Matt Brock

Current position
- Title: Co-defensive coordinator and linebackers coach
- Team: Mississippi State
- Conference: SEC

Biographical details
- Born: October 11, 1988 (age 37) Holton, Kansas, U.S.

Playing career
- 2007–2010: Baker
- Position: Linebacker

Coaching career (HC unless noted)
- 2011–2012: Baker (GA)
- 2013: Texas Tech (DQC)
- 2014–2015: Texas Tech (ILB)
- 2016–2017: Bowling Green (STC/LB)
- 2018–2019: Washington State (STC/OLB)
- 2020–2021: Mississippi State (STC/OLB)
- 2022: Mississippi State (LB)
- 2023: Mississippi State (DC/LB)
- 2024–2025: UConn (DC)
- 2026–present: Mississippi State (co-DC/LB)

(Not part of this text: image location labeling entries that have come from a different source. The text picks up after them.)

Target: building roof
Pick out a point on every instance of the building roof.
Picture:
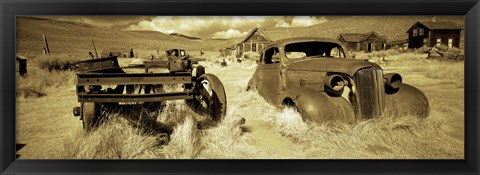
(437, 25)
(358, 37)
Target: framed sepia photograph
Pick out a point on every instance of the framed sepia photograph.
(239, 87)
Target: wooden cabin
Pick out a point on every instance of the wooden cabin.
(367, 42)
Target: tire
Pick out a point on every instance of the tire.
(90, 112)
(210, 98)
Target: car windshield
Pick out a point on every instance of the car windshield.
(306, 50)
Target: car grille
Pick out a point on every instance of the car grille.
(370, 91)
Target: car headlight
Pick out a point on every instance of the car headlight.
(334, 84)
(393, 80)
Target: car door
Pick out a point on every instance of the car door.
(269, 82)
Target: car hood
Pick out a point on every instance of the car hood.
(341, 65)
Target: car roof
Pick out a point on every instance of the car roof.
(283, 42)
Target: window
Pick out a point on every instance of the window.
(450, 42)
(421, 32)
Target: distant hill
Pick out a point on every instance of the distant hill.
(185, 36)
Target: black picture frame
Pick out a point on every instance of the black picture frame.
(9, 9)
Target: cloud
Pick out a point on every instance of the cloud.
(220, 26)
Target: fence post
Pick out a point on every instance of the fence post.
(22, 65)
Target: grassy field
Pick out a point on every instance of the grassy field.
(46, 125)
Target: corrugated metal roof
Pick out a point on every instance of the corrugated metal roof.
(437, 25)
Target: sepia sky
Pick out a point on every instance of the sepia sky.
(197, 26)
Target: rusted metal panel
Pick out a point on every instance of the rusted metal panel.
(111, 98)
(132, 78)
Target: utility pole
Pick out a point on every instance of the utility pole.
(94, 48)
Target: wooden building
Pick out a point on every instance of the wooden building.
(258, 38)
(119, 52)
(434, 33)
(367, 42)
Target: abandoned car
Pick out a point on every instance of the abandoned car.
(317, 77)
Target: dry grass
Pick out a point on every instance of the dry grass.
(56, 62)
(385, 137)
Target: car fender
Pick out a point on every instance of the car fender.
(317, 106)
(408, 100)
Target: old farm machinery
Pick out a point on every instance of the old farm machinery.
(102, 84)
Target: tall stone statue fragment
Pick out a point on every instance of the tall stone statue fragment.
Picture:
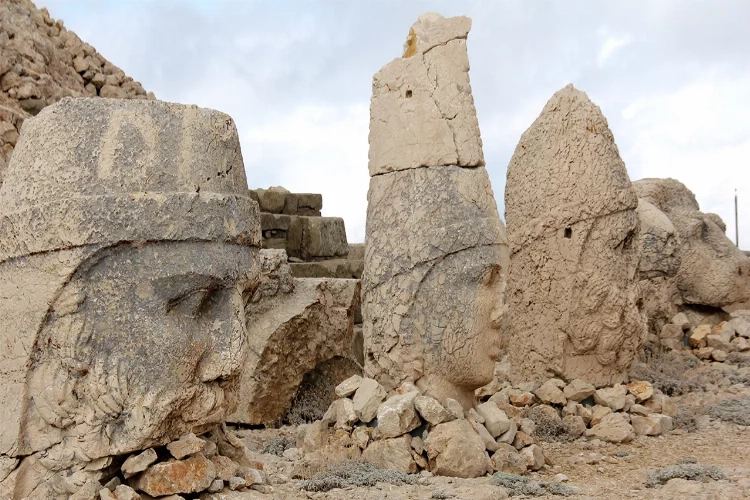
(127, 249)
(573, 229)
(712, 271)
(435, 247)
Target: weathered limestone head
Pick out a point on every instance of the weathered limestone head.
(422, 111)
(435, 248)
(572, 226)
(127, 244)
(712, 270)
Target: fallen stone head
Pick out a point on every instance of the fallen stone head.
(128, 249)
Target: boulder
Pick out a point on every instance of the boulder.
(367, 399)
(192, 475)
(454, 449)
(578, 390)
(611, 397)
(613, 428)
(507, 459)
(432, 411)
(436, 251)
(133, 277)
(495, 419)
(573, 232)
(397, 415)
(393, 454)
(294, 325)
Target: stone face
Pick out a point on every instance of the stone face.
(495, 419)
(612, 397)
(397, 415)
(394, 454)
(454, 449)
(292, 328)
(436, 251)
(422, 111)
(712, 270)
(578, 390)
(129, 280)
(367, 399)
(572, 226)
(613, 428)
(179, 476)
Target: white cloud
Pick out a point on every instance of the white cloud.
(316, 148)
(611, 45)
(700, 135)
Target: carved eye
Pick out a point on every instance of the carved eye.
(192, 303)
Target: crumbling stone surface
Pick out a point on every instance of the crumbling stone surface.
(422, 111)
(712, 270)
(291, 330)
(572, 226)
(40, 63)
(121, 318)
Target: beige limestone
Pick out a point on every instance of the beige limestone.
(572, 226)
(422, 111)
(436, 251)
(127, 248)
(293, 324)
(712, 270)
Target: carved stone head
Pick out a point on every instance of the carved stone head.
(127, 246)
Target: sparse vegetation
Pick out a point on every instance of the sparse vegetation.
(520, 485)
(736, 411)
(352, 473)
(691, 472)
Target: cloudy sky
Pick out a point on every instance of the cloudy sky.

= Matt Brock (American football coach) =

American football coach (born 1988)

Matt Brock (born October 11, 1988) is an American college football coach who is the co-defensive coordinator and linebackers for the Mississippi State Bulldogs.

==Playing career==
Brock played for four years at Baker, in those four years he tallied 277 tackles, and seven interceptions, while being an all conference selection in 2009 and 2010.

==Coaching career==
Brock started his coaching career at Baker University as a graduate assistant for two years. He then went to Texas Tech as a defensive quality control coach for one year. Following the 2013 season, Brock was promoted to coach the inside linebackers. After coaching at Texas Tech for a total of three years, Brock went to Bowling Green as their special teams and linebackers coach. During the 2017 season with Bowling Green, Brock was named a nominee for the Broyles Award, which is given to the top assistant coach in the country. After his two-year stint with Bowling Green, Brock headed to Washington State to coach their special teams, and outside linebackers. Brock was hired by Mississippi State in 2020 to coach their special teams, and outside linebackers, which were the same positions he held at Washington State. After three years at Mississippi State, Brock was promoted to be the defensive coordinator in 2023. After head coach Zach Arnett was fired by Mississippi State, Brock was not retained by the school after the 2023 season. Brock subsequently was hired to be the defensive coordinator at Connecticut. After two years with the Huskies, Brock was rehired by Mississippi State for a second stint as defensive coordinator.